Friends of Sebago Lake Comments for Portland Water District Board of Trustees Workshop -February 9, 2009
Re: Impacts of Sebago Lake Water Level Regulation
Unlike 25 years ago, today’s scientific information about the impacts of unnatural lake level regulation is readily available. We have learned that unnatural lake regulation brings great harm to biodiversity, to health of lake and riparian biota, and to water quality. We have learned that when the reduction of the natural fluctuation range of lake water levels is reduced and interannual variability is lost, water quality degrades. A clear example of this is China Lake in Maine. In the early 1970’s, the seasonal 4 to 6 foot fluctuation of China Lake which mimicked the natural hydrological cycle was abruptly altered to a highly constant elevated lake level management. Within 5 years, shorelines began to erode and large lake wetlands began to disintegrate. The lake water quality catastrophically collapsed and soon after the term “China Lake Syndrome” was incorrectly coined to define a lake where uncontrolled watershed runoff rapidly destroyed the lake’s water quality. In the mid 1990’s the National Press and TV news generated numerous stories about this unprecedented and alarming phenomena. The significant water level management change was never mentioned. It is well known that uncontrolled watershed runoff can degrade a lake. However, if the natural resilience of the lake has been destroyed by unnatural water flowage, restoring water quality to its former clear state will be difficult if not impossible if the biological and physical mechanisms which protect the water quality are broken .
Sebago lake is the most resilient lake in Maine but the same unnatural regulation impacts responsible for the real “ China Lake Syndrome” are also attacking the resilience of Sebago Lake. Reduced fluctuation prevents wetlands from drying out in the growing season, and reestablishment of seeds banks that maintain biodiversity of plant and animal life. Wetland and lake bottom littoral sediments can not compact , consolidate or oxide nutrients. In the summer, beaches are submerged eliminating a powerful natural filter and diminishing the natural protection from upland erosion pollution. It is not surprising that Sebago Lake water quality is deteriorating. Like China Lake, Sebago’s storage capacity has been reduced to insure full lake levels each spring and thus increasing the chance for a catastrophic flood. Like China Lake, Sebago Lake has an outlet river which can not safely pass large flows due to anthropogenic changes along the river course. This combined with reduced storage capacity in the lake is dangerously irresponsible.
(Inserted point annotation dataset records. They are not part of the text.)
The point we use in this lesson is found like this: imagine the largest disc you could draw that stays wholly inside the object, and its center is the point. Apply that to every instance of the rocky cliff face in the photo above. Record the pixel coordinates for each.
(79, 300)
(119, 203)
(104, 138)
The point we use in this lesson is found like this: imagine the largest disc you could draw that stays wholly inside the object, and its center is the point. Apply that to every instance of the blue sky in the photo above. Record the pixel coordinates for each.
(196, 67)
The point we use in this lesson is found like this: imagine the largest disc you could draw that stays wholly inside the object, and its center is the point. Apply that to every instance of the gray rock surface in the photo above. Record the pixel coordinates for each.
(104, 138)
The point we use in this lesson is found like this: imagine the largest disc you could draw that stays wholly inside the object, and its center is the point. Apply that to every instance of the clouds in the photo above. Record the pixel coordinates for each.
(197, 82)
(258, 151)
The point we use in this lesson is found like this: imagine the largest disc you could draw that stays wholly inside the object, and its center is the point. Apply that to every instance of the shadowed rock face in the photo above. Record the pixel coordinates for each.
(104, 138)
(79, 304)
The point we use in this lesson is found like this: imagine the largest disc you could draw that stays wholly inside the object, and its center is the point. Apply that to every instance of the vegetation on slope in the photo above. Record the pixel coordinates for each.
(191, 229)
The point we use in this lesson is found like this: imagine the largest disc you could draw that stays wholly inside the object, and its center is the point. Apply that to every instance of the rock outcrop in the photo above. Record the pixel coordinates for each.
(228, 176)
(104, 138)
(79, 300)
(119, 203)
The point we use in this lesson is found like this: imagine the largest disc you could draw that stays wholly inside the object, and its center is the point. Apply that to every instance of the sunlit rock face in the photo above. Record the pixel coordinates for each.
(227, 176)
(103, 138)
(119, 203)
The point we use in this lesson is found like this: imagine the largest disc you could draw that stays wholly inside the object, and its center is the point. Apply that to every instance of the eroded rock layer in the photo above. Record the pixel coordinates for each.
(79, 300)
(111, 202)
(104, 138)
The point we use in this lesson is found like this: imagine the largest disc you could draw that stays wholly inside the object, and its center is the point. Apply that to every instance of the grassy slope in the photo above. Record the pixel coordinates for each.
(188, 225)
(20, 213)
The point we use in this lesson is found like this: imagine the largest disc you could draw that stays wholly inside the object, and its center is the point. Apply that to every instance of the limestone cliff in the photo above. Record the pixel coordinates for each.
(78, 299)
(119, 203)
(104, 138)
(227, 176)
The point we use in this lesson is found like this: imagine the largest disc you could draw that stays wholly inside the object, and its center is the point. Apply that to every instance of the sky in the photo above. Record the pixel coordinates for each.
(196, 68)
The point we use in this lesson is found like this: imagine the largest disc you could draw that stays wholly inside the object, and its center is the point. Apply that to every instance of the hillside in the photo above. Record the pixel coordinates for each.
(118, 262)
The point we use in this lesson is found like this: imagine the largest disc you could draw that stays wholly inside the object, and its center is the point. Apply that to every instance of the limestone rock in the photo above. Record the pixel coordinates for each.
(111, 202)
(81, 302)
Last summer FOSL contacted Dr. Douglas Wilcox of SUNY-Brockport, because we had questions about the Normandeau 2003 Wetlands Report and impacts of the present water level regulation. Dr. Wilcox is considered by his colleagues to be one of the top lake wetland scientists in the United States. Because he could not answer our questions without actually visiting the study sites he agreed to travel to Sebago Lake last fall for a two day field study. We recently received his Sebago Lake report which we have made available to PWD and the public on the FERC elibrary docket p-2984 for Eel Weir Dam. Dr. Wilcox conclusions are derived from a lifetime of study and writings on the impacts of lake level regulation on northern lakes. His many collaborative studies published with the backing of the United States Geological Service are all peer reviewed by other accomplished lake biologists. FOSL believes that before water quality certification is issued for the relicensings of the Eel Weir Dam, the top lake wetland biologists in this nation should be brought into to study and evaluate the impacts of the present water level regulation on Sebago Lake’s ecosystem and water quality. Present studies for and conclusions of the FERC Environmental Assessment are very inadequate. We invite Portland Water District and all interested parties to become part of FOSL’s efforts to insure that Sebago Lake’s water management is based on the best science so that its water quality, ecosystem and physical environment can be restored and protected.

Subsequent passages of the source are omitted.